Agreed. Not a fan of graphic's.


----------



## Ninety-Nine SE-L (May 5, 2002)

hmmm, GA16DS

Anyway, I like the moulded GTR kit. I believe that is the Kombat front bumper, but they moulded it with a grille and reshaped the holes to fit the fogs.

The bodykit is very impressive, but he shuld've stopped there, I don't care for ANYTHING else on that car.


----------



## samo (Apr 30, 2002)

haha... the more I look at this car, the more I don't like it. For example, the wonderous mods list. Some samples:

Brembo brakes (hmm.. sure look stock to me)
Nismo engine components (what, the radiator cap?)
Nismo header (wow, Nismo uses a stock heat shield)
Neuspeed springs (hahahaha)
TRD Wheels (um... yeah)

...yeah

And the front end looks like a stock bumper that's had some work done to it, including molding in the grille and adding a lip. Now, that's pretty cool, but really, it's the only thing I like on the car.

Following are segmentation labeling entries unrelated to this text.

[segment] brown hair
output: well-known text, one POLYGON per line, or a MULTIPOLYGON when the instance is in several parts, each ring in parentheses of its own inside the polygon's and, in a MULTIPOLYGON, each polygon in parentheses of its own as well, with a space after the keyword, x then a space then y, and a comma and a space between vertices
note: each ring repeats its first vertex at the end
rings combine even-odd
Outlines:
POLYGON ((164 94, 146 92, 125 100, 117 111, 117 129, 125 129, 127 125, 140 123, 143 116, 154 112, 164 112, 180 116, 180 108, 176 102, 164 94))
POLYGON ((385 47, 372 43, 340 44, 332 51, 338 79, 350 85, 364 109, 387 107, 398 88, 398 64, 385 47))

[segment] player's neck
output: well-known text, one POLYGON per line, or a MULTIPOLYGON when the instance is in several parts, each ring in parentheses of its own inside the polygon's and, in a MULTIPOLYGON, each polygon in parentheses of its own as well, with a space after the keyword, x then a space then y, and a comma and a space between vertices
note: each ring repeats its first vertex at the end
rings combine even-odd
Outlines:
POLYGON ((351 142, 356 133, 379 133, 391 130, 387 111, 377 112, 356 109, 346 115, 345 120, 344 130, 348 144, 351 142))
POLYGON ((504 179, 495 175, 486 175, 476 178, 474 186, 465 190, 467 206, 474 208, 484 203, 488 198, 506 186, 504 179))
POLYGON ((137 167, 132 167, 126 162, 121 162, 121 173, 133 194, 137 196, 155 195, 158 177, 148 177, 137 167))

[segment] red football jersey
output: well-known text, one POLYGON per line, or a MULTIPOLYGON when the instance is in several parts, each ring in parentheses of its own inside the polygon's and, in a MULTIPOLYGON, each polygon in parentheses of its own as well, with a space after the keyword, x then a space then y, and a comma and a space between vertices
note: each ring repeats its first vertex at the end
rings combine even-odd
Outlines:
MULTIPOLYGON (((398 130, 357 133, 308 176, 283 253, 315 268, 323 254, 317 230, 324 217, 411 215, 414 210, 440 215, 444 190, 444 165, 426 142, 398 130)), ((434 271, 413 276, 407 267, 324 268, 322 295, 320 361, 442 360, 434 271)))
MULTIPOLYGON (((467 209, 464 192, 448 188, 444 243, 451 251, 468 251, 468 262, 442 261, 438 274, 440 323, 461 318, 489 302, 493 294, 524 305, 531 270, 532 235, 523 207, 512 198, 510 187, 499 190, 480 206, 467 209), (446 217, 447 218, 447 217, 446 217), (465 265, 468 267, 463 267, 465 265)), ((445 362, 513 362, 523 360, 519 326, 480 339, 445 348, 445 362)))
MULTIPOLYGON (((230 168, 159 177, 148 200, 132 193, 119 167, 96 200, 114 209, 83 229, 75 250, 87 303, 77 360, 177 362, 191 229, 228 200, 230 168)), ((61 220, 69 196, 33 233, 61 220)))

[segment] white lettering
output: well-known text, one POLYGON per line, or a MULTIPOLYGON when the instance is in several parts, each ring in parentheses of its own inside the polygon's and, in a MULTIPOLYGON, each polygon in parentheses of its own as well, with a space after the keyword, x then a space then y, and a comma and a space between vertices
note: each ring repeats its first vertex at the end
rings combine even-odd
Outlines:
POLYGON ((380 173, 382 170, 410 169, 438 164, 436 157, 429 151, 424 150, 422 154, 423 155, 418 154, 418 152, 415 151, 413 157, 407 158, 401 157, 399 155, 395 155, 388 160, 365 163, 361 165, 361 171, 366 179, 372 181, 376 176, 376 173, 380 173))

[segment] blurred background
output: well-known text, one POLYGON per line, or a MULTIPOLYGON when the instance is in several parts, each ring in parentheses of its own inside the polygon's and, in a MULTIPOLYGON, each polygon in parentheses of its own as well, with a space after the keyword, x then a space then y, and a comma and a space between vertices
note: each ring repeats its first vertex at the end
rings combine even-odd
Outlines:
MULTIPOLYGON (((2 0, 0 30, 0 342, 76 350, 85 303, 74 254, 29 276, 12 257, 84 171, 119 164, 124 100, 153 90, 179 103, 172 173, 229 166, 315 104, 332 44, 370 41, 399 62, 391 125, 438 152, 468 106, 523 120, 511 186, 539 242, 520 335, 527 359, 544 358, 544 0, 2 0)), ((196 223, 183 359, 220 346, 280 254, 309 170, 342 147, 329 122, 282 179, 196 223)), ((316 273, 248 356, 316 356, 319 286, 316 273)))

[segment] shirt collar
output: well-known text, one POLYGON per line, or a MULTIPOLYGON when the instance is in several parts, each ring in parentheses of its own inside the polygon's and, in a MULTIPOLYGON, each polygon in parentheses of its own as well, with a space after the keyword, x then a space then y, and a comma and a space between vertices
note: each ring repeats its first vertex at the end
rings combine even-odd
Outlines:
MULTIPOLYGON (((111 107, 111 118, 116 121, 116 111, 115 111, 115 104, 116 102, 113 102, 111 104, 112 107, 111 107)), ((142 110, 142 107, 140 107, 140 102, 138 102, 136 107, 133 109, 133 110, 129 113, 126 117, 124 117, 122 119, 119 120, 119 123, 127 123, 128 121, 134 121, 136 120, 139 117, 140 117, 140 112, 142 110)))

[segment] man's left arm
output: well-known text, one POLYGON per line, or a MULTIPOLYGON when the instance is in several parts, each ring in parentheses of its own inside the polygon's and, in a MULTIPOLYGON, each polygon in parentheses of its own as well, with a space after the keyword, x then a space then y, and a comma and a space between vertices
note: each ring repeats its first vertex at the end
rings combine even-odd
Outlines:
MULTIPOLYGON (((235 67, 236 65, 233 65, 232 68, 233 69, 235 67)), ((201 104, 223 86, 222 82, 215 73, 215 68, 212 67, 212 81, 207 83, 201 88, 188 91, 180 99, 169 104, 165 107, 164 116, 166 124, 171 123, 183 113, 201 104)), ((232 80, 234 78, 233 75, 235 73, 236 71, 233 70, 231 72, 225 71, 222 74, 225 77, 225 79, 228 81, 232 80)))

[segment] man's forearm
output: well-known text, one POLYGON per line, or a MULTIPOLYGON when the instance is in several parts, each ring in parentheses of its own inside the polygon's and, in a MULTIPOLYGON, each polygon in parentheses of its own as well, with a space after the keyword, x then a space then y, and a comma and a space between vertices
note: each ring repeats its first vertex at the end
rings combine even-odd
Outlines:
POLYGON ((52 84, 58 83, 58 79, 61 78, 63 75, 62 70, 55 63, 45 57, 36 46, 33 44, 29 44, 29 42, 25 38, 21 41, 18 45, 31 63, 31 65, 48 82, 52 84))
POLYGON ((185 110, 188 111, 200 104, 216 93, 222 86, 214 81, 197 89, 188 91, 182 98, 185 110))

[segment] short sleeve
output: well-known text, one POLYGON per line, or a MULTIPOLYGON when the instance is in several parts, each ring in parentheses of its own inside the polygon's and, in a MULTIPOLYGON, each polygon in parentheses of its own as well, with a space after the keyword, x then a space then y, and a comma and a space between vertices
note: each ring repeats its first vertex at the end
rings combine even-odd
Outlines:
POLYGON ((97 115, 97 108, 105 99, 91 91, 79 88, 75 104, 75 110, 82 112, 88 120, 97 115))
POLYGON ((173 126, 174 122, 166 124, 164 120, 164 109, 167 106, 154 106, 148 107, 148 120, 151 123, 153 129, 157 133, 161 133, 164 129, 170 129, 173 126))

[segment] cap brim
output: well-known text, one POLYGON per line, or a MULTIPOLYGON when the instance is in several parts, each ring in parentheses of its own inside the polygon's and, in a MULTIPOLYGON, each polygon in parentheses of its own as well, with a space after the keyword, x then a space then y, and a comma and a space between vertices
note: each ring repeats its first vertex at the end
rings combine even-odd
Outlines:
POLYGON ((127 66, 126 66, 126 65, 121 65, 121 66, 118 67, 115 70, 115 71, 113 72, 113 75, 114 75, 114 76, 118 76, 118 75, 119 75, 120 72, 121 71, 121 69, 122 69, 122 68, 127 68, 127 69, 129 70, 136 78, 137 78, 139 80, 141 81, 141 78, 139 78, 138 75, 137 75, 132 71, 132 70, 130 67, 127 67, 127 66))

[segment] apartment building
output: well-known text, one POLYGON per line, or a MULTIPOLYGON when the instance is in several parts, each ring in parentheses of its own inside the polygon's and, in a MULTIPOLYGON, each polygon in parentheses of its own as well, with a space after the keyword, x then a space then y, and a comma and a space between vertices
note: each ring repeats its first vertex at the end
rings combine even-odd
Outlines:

Gotta love the fact that he says he's sponsored by Nismo and Option.

To me, it just looks like one of those typical boring cars where the owner slaps a couple big, flashy mods onto the car and calls it a showcar. It's lacking in attention to detail, and the vehicle has no theme or central idea behind it. Simply put, although it looks nice at first glance, it would do quite poorly in any real show.


----------



## Gimp (Jun 9, 2002)

Okay, doesn't this look a little ODD?! or is it me?!


----------



## samo (Apr 30, 2002)

What, the intake? GA16DSs have a different manifold than DEs.


----------



## Gimp (Jun 9, 2002)

samo said:


> What, the intake? GA16DSs have a different manifold than DEs.


[johnnycarson]I did not know that[/johnnycarson]


----------



## Ninety-Nine SE-L (May 5, 2002)

samo said:


> To me, it just looks like one of those typical boring cars where the owner slaps a couple big, flashy mods onto the car and calls it a showcar. It's lacking in attention to detail, and the vehicle has no theme or central idea behind it. Simply put, although it looks nice at first glance, it would do quite poorly in any real show.


exactly, it's nothing but a ricer with alot of hookups and money.

here are the people of the ricer world I really hate:
Kids that spend their entire allowence at autozone on crap accessories (the basic ricer)
People like this who spend a shit load of money in everything with no big picture, just a car that's overly done with no real goals
People who slap big chrome dubs/spinners on their car and call it modified
mom putting chrome hubcaps on her minivan or neon.

I saw a 40+ year old guy at autozone the other day buying a set of 4 chrome hubcap spinners.

BTW, there's a local place here that buys used vehicles (BMW, Lexus, Audi, Escalates, Jaguar, oh, and of course Civics), they slap HUGE, HUUUUUGGGE Chrome wheels on the cars and finance them off to people (usually around 18-25). It's such a freaking joke. The place is called Eye Candy. They think they have freaking awesome cars there. No offense, but most people on the lot are minorities. Sorry bro, it's not Eye Candy, it's a 50,000 car with $5,000 rims and you can't even pay the finance charges.

Oops, guess I got OT.


----------



## chucky200 (Jan 3, 2003)

That car would look a lot better w/o that dumb ass graphic on the hood. And I'm really not liking the VC either... amg a few other things....

*sigh* That 'could' be a really clean, sweet ride!


----------



## 95seRguy (Oct 4, 2004)

without the graphics i think it wouldn't look that bad.


----------



## SentraStyles (Dec 31, 2002)

No Comment except that its a little much for me including some peoples attitude on this forum!

Justin


----------



## I'm tired of my usernamee (Feb 16, 2004)

it's alright, i bet hes fooling alot of people into thinking he's driving a Skyline cause of the GTR emblem in the grill though. With a little fixing it could be a pretty decent car. At least it doesn't have wire wheels and a neon green painted interior.


----------